ERC Starting Grant an Historikerin Pavlína Rychterová

Projekt widmet sich den volkssprachigen Literaturen des späten  Mittelalters



Die Historikerin Pavlína Rychterová, Stipendiatin im Austrian Programme for Advanced Research and Technology [APART] der Österreichischen Akademie der Wissenschaften (ÖAW) und wissenschaftliche Mitarbeiterin im Institut fúr Österreichische Geschichtsforschung an der Universität Wien erhält einen mit einer Million Euro dotierten ERC Starting Grant des Europäischen Forschungsrates. Mit den Starting Grants unterstützt der europäische Forschungsrat (European Research Council - ERC) junge Wissenschaftler(innen), die im Bereich der Grundlagenforschung tätig sind. Es werden Projekte mit hohem Potenzial für Innovationen gefördert.

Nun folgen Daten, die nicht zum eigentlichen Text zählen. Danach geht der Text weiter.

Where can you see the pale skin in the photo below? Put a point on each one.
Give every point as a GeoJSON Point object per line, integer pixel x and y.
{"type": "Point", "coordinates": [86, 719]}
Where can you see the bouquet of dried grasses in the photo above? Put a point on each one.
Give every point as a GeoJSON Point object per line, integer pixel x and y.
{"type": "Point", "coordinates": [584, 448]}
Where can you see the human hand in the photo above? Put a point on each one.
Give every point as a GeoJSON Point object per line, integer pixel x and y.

Im Rahmen des Projekts werden Pavlína Rychterová und ihr Team, zusammengesetzt aus jungen tschechischen und österreichischen Wissenschaftler(inne)n, die volkssprachigen Literaturen des späten Mittelalters untersuchen. Zwei Institutionen werden beteiligt sein: die ÖAW (Institut für Mittelalterforschung) und die Akademie der Wissenschaften der Tschechischen Republik (Institut für Philosophie). Ein wichtiges Ziel ist die Zusammenarbeit beider Institutionen bei der Erforschung des gemeinsamen kulturellen Erbes.

Sprachen und Identitäten

In dem ERC-Projekt "OVERMODE - Origins of the Vernacular Mode" beschäftigt sich Rychterová mit den religiösen Texten des Spätmittelalters an der Schwelle zwischen der gelehrten lateinischen Kultur und ihrer volkssprachigen Rezeption und Interpretation. Wie werden die Grundlagen des christlichen Weltverständnisses in den Volkssprachen bearbeitet und gedeutet? Wie beschreiben und reflektieren Individuen und Gesellschaften ihre Welt und die eigene Position darin an der Schwelle der sprachlich definierten Kulturen?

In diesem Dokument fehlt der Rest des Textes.